I like the cold war. I’ve read about two books on the subject. I wouldn’t say I’m well read but that doesn’t disqualify me from finding it a very fascinating time in history. There are a lot of interesting events and people throughout the cold war. In a list of interesting things from the cold war the following would not be included; a man with amnesia wandering around an abandoned bunker reading old news articles and moving around cigarette cases. 1953: KGB Unleashed takes one of the most sinister forces from the cold war, the KGB, and makes it into the basis for an adventure game. The result is a game is so soul crushingly boring only a communist would enjoy it.
Now my annoyance with 1953: KGB Unleashed could all just boil down to a matter of taste. Technically there is nothing wrong with the game. In fact I was initially impressed by the way the game uses a flat 2D image to give the impression of experiencing a 3D world in first person. The first time I loaded the game up I actually thought it was being rendered in 3D and I was just in a fixed position. Unfortunately the world is rather static and the illusion quickly passed. Nonetheless it’s a great use of 2D images and I think this presentation really works well for an adventure game. The bunker looks realistic in all its Soviet Union drabness and everything in the game has an authenticness to the time period.
The game starts with a movie of glorious Soviet Moscow which ends with the camera panning down to below the ground. This is where the game takes place, below Moscow in a seemingly abandoned bunker in which terrible experiments have happened. A lot of care and detail has gone into the construction of the game’s bunker. I’ve never been to a soviet bunker but I imagine this is an incredibly realistic portrayal of one. Menacing machinery and industrial fittings are loving recreated as well as period desks, chairs and busts of Stalin.
Unfortunately no matter how realistic and loving recreated these things are; desks, chairs and industrial fittings are all inherently boring things. They can be used to set a scene in which an interesting story is told but by and of themselves they are drab uninteresting things. The story of 1953: KGB Unleashed is about inhumane experiments undertaken on unwilling human subjects. That’s an interesting story right? It is but when you tell a story through old typewritten documents, work schedules and bulletin boards the inherent dullness of these items makes the story a chore. Most people play games as a form of escapism and I’m quite sure most people would not want to escape to being trapped in a bunker-come-office where you have to sort though people’s filling cabinets to proceed.

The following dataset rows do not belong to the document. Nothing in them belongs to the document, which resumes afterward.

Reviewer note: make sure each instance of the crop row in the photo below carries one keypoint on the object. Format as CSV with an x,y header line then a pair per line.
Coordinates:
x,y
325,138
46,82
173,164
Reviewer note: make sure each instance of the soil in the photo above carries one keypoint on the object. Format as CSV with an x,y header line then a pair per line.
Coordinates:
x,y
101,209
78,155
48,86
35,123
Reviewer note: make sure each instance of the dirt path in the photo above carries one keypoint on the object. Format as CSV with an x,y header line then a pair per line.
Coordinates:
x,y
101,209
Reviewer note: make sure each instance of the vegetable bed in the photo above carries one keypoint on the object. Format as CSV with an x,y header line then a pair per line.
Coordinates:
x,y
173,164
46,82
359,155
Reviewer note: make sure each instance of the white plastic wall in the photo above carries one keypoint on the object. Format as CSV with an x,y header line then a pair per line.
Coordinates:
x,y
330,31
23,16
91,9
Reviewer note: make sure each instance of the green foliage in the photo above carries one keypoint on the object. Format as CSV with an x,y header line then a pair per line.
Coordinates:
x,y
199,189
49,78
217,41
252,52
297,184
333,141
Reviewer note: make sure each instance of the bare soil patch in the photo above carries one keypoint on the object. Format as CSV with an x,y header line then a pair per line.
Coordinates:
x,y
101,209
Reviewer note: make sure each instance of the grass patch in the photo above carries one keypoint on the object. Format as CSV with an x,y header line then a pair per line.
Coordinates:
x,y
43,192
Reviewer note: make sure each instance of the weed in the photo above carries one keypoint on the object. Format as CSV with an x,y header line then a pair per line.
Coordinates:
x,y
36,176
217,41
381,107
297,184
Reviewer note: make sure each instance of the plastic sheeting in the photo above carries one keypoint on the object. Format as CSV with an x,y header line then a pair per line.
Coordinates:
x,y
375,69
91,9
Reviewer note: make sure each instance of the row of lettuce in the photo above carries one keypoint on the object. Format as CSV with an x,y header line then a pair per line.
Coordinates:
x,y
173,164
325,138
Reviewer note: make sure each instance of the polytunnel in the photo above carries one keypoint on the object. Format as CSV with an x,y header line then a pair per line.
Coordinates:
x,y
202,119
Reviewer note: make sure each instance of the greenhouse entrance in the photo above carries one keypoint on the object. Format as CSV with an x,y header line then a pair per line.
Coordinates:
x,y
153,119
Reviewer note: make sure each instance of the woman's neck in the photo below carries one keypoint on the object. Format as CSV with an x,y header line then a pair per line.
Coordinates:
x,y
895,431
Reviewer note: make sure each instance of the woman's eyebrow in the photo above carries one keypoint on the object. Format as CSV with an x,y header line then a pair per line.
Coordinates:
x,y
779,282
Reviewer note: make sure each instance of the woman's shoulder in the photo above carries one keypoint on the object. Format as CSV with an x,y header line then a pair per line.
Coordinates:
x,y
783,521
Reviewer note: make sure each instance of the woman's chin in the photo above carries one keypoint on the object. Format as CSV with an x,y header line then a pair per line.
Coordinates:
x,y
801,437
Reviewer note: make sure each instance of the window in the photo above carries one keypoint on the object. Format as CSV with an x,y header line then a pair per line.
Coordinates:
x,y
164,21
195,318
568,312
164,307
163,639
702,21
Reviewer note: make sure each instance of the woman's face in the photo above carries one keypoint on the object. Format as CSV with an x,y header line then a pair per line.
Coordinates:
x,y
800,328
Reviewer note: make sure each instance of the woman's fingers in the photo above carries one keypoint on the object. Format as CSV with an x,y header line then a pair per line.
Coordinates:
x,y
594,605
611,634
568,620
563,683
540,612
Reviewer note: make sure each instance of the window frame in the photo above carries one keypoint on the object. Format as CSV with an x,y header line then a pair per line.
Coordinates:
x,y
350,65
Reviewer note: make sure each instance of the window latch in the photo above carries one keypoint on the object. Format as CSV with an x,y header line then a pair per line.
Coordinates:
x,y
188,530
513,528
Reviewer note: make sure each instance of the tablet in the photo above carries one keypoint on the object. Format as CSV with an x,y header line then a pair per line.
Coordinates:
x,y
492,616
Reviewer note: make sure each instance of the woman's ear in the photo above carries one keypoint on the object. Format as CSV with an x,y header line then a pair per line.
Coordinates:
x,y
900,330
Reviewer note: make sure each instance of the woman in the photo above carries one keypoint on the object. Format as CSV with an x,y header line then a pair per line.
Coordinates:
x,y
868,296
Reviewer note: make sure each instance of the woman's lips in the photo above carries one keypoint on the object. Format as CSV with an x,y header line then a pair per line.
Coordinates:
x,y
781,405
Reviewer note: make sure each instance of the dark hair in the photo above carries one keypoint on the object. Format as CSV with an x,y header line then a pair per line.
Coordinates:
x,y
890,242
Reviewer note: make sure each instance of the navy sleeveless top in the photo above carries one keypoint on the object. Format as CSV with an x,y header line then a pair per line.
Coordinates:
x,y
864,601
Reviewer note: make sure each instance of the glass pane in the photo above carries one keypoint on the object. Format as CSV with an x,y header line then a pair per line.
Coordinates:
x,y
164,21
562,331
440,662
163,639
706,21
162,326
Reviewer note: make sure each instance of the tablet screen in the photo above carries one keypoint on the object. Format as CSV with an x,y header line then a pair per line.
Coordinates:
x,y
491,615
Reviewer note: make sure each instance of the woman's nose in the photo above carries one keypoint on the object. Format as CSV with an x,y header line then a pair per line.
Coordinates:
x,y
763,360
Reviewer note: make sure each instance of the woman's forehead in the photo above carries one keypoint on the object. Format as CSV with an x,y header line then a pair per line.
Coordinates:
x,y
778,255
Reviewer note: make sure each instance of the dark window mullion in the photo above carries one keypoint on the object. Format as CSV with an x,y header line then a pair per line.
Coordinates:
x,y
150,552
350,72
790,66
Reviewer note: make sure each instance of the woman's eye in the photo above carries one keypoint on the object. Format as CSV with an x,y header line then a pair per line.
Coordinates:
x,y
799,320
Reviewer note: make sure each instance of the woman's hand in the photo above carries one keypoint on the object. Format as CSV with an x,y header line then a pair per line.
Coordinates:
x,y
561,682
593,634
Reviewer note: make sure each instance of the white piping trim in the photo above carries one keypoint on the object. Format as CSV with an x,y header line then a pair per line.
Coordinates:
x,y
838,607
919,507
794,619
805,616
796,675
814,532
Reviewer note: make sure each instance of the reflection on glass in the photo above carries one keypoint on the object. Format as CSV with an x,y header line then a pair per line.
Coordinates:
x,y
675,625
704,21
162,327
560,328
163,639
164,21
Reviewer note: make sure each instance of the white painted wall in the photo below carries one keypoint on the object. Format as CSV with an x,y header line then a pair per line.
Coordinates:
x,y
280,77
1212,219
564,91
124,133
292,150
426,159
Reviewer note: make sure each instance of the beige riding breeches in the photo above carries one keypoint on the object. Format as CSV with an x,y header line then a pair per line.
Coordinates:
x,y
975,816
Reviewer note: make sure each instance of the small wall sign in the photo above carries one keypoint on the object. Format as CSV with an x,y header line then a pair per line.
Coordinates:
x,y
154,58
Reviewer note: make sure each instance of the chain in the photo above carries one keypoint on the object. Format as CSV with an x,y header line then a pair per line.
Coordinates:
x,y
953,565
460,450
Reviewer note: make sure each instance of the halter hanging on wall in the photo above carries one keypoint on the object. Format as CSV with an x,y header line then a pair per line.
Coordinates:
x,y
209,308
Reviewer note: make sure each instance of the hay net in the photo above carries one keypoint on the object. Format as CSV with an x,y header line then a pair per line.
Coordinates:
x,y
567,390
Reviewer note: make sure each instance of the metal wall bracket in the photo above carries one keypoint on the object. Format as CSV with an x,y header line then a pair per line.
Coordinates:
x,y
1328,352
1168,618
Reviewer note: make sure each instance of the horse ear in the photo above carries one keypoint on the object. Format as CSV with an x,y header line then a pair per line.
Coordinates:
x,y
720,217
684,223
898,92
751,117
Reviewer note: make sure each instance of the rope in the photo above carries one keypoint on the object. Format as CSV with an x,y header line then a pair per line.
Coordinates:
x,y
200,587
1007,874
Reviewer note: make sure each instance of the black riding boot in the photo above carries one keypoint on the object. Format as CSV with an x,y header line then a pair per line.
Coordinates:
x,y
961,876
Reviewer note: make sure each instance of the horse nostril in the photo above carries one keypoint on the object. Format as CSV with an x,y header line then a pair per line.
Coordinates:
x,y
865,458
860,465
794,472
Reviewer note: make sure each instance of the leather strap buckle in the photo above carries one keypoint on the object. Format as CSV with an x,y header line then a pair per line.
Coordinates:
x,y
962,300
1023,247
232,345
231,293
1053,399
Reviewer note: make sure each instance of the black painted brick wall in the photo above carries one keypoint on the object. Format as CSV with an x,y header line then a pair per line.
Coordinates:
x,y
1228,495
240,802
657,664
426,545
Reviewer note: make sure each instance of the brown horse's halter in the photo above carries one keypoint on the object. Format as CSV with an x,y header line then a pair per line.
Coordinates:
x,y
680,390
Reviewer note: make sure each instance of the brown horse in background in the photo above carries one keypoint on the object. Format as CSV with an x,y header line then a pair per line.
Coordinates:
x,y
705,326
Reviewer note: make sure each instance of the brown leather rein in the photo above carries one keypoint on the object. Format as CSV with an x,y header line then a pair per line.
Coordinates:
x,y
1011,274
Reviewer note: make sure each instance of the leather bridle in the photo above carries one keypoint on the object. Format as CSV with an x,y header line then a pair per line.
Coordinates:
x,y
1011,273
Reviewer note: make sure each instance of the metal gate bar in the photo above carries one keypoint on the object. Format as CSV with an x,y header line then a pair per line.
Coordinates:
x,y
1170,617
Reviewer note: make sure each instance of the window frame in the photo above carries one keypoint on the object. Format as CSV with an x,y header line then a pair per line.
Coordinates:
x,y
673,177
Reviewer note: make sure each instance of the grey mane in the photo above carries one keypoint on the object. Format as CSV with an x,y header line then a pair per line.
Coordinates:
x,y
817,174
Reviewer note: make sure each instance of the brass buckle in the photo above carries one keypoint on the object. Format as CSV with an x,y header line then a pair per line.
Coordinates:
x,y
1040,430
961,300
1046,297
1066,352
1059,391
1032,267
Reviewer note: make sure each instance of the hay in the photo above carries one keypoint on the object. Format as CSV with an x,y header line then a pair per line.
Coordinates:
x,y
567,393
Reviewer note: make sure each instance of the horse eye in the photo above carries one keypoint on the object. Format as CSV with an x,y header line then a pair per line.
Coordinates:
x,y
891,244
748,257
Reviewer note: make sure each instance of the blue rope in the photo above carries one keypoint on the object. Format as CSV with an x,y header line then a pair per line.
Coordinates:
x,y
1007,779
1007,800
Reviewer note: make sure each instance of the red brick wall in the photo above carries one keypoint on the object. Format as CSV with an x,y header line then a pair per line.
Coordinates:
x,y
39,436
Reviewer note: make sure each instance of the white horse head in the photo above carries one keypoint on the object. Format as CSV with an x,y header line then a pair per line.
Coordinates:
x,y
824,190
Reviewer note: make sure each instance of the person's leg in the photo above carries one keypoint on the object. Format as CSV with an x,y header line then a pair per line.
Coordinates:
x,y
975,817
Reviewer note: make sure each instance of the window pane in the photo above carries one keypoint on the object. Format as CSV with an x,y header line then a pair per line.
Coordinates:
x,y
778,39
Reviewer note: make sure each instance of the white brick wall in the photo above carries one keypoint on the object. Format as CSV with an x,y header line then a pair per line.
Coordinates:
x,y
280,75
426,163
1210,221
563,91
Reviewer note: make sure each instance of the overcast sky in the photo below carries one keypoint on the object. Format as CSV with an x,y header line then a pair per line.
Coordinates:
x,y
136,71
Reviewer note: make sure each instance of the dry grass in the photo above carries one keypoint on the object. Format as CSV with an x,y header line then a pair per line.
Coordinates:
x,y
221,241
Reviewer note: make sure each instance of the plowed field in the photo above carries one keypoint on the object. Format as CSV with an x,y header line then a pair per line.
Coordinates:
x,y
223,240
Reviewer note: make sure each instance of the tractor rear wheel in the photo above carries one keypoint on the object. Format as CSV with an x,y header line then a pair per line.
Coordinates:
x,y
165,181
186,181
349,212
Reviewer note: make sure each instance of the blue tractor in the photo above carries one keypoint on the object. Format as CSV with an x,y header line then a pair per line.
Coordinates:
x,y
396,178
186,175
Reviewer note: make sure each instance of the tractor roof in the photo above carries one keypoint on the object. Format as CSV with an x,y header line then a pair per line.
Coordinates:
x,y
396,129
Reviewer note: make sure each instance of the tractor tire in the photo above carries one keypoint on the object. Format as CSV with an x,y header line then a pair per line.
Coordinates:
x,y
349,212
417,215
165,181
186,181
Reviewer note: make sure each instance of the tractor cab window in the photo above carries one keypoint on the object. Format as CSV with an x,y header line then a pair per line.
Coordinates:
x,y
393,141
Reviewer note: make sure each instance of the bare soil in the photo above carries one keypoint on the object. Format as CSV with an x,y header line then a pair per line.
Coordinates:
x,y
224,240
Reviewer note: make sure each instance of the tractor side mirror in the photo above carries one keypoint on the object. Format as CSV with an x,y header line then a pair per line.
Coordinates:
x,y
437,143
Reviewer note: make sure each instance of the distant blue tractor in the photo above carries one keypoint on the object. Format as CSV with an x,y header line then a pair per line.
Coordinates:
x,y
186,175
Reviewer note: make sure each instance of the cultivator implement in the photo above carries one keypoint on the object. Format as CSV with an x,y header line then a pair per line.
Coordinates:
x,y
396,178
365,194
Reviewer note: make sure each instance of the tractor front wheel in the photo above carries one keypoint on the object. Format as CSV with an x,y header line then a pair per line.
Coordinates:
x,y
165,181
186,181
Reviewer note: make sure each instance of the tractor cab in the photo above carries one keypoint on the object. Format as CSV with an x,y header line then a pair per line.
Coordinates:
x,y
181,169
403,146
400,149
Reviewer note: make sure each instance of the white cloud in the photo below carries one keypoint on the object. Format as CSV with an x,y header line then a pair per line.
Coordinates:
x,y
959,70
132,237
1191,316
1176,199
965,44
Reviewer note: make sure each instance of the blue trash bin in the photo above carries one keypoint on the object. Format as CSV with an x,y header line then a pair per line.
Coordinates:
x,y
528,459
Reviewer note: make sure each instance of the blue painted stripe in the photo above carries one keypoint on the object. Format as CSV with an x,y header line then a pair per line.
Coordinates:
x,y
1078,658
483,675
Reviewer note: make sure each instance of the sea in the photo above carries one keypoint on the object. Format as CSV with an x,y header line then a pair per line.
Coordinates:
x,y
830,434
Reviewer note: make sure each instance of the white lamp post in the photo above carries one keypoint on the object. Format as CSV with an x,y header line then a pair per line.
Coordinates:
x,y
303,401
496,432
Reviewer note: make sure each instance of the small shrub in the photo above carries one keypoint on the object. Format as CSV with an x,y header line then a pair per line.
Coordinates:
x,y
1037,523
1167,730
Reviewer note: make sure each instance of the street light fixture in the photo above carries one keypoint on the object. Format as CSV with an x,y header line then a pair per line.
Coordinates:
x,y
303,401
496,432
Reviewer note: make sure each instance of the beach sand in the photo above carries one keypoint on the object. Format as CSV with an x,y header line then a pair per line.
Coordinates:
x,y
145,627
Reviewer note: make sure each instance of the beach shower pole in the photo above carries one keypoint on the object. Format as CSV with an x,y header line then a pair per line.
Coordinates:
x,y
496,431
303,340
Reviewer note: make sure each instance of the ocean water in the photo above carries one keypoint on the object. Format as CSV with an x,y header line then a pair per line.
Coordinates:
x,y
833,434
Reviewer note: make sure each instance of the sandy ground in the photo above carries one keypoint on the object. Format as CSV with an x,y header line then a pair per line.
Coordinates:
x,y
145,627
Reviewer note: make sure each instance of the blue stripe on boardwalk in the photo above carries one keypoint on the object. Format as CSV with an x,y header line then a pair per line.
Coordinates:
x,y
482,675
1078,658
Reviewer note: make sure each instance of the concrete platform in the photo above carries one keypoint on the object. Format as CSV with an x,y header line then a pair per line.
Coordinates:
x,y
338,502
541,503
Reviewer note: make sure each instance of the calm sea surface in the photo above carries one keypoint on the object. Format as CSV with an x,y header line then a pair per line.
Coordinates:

The matter of taste comes to play when we look at the way in which the player proceeds in 1953: KGB Unleashed.
Arcane, esoteric and obtuse are definitely the words that come to mind. These are words that are symptomatic of the adventure game genre. But in other games, though the logic may be similarly misunderstood by the gamer, the props and objects you use are exciting. You might use the rope to escape a burning building, or combine the banana with the dynamite to make a monkey eat it and explode, there are probably better examples but both have a sense of action and excitement. In 1953: KGB Unleashed everything you use is dusty and boring, with the added downside of being almost completely incomprehensible to any one other than the developers. There is nothing fun or logical about looking at work schedules to work out which radio station I need to tune in to open the secret door in the cupboard (Oh yeah spoilers but trust me I just did you a favor). The scenario I just described happens in the game and it’s not only yawn inspiring but also insidiously frustrating to work out.
The game does a pretty good job of giving the player the experience of living under communist rule. Bleak, trapped, no way to move forward and everything governed by an arcane system of rules you have no chance of ever comprehending. When I heard the title of 1953: KGB Unleashed, I thought I was going to play some badass agent wandering around Moscow ruining people’s lives and executing dissidents. Not to say that this would be a very appropriate or sensitive game but the developers missed a big opportunity by setting the game in the bunker, instead of above ground where everything actually happens. We have already experienced communist Russia through the opposite side of the iron curtain wouldn’t it be better to actually let us in there to see how that world operated? The story of freaky experiments on human test subjects could be set in any time period of our blood thirsty race, why not tell a story that could only happen in communist Russia?
There is some lead heavy puzzles to work out here in 1953: KGB Unleashed but unless you, like the game’s protagonist, are stuck in a bunker with absolutely nothing else to play you are going to be quickly searching for greener and much more entertaining pastures. If you would really like something to sink your overgrown and masochistic teeth into, 1953: KGB Unleashed could suck up hour upon frustrating hour from your life as you lobotomize your self to comprehend what to do next. With a more interesting story and better use of the setting I would have given the puzzles more of a chance, but without a motivation to do so 1953: KGB Unleashed only gets 2/5 stars.